1. Trends: Do you truly understand the power of artificial intelligence in the world of talent? Are you able to speak to it in the correct way? If you're not, then that's a trend you need to get behind.
 

Keep up on the latest developments in the business community, not solely the HR world. Read what your CEOs are reading – Harvard Business Review, The New York Times, The Wall Street Journal, and Fortune. These publications will help you understand where the business trends are. CEOs don’t think small – they’re thinking down the block and around the corner. They’re not reading HR trade magazines, so get up to speed by joining Mercer and Gartner studies.
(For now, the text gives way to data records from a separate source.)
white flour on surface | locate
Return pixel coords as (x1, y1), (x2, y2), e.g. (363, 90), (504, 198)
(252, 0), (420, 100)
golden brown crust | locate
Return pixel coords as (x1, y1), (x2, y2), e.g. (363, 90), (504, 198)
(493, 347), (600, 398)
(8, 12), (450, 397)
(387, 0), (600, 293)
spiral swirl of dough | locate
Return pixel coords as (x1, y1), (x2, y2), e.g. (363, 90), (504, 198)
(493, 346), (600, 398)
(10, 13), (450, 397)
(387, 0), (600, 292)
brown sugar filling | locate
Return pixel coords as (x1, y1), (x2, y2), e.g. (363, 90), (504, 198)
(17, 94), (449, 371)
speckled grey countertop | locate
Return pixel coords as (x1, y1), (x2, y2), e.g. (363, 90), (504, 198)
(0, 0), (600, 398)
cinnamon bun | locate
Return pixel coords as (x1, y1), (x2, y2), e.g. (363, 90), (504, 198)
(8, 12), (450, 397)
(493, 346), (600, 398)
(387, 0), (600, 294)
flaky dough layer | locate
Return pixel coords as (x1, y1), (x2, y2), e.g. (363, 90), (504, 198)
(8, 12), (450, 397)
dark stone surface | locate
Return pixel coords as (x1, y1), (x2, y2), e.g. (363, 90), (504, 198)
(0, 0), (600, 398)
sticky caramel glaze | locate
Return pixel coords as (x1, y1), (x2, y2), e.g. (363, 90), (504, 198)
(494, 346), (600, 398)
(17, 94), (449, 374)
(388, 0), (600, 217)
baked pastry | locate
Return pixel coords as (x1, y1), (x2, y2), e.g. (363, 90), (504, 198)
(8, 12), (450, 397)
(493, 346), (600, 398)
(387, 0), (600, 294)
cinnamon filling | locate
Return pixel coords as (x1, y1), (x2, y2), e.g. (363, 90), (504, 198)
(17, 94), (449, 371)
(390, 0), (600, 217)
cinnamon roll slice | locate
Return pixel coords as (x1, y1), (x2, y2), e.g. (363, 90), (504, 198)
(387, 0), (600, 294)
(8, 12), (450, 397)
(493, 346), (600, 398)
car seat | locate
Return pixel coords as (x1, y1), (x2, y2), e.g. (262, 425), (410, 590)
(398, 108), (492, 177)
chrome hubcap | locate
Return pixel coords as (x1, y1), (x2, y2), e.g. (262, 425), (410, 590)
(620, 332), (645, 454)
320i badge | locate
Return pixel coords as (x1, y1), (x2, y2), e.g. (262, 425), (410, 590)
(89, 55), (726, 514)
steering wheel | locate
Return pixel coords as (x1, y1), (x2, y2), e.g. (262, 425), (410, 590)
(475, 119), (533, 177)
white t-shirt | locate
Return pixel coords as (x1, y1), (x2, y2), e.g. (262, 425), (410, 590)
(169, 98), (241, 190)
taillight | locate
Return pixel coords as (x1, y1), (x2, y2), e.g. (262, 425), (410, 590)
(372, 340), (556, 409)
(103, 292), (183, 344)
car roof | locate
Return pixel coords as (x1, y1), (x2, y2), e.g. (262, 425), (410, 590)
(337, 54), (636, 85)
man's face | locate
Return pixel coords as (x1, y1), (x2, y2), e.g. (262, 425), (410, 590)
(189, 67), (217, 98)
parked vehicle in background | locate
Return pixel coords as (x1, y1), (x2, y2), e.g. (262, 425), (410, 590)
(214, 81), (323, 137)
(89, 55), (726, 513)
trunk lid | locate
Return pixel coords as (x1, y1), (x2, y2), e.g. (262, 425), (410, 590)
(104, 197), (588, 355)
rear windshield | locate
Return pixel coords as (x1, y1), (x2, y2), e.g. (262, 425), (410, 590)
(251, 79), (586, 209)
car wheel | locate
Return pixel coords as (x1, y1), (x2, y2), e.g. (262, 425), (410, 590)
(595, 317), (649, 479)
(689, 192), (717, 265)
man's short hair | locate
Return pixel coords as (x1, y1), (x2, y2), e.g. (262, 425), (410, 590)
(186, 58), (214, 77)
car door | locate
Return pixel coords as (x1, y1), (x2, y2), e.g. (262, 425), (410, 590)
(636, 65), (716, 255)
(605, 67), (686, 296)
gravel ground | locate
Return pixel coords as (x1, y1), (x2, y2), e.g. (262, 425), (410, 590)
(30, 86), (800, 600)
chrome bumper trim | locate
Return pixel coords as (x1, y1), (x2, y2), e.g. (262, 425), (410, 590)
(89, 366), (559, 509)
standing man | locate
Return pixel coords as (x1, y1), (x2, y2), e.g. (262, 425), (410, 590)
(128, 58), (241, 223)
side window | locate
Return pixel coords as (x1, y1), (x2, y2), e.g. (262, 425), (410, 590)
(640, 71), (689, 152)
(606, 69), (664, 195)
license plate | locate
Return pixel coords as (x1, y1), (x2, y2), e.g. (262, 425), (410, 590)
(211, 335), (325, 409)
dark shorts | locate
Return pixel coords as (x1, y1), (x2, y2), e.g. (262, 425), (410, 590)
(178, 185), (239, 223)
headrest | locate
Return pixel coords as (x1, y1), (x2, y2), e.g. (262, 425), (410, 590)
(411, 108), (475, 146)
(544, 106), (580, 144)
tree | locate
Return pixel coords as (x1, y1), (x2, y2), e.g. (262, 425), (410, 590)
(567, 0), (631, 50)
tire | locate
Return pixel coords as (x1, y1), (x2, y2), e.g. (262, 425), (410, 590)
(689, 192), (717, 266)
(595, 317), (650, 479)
They have the insights that ignite solutions-based ideas. They publish some phenomenal online research that’s verified and validated, and you can bring that research to bear in your persuasive presentations.
 

2. Traits: Which traits differentiate winning companies in their ability to acquire and retain talent? Proactive HR divisions manage an employment brand, they’re data-driven problem-solvers and they use optimized HR tech systems to create great experiences for candidates and employees that are best in class. One trait that stands out as a must-have: culture development. Culture is everything.
 

Ask yourselves – is there an opportunity for reskilling? Are you building communities of support such as employee resource groups? Be very clear on who you are and what your organization stands for. If there’s one thing The Great Resignation has taught us is that people will leave toxic cultures at the drop of a hat. You may be losing great people because they don't see the company they started at. So you've got to do the work. Culture is neither fast, easy, or tactical work. Culture is a strategic long game.
 

3. Tactics: Which tactics can you incorporate into an HR strategy, propelling your organization from a reactive to proactive environment? By understanding that the new talent economy is real. Work from anywhere. Hybrid. In-person at the office. Adopting new mindsets, technologies, and the changing world of skills. New business processes and evolving ways of working. The new talent economy is compelling HR departments to fundamentally rethink the notion of work.
 

Time for Selfies


One thing I’d say about the Atlanta chapter of SHRM is that they’re an incredibly well-run organization full of impressive professionals. As hot as Hotlanta gets in July, it didn’t come close to matching the intensity when hundreds of driven HR leaders are gathered under the same roof. They know how to put on a conference.
 

I’ve delivered hundreds of presentations in front of countless thousands of people, but the energy in that room was off the charts. It’s an indication that HR leaders are looking for a road  into the C-suite, but aren’t quite sure what to say or how to get buy-in from the highest levels of their organizations.
 

To them I say challenge your mindset, get informed, build your strategy – walk with conviction into the CEO’s office and Make. The. Case. You now have the tools to do it.
 

Jess Elmquist

Jess Elmquist is the Chief Human Resources Officer and Chief Evangelist at Phenom. In a previous career as the Chief Learning Officer at Life Time, the healthy way of life company, Jess hired more than 200,000 people and spoke to hundreds of his executive peers about talent trends.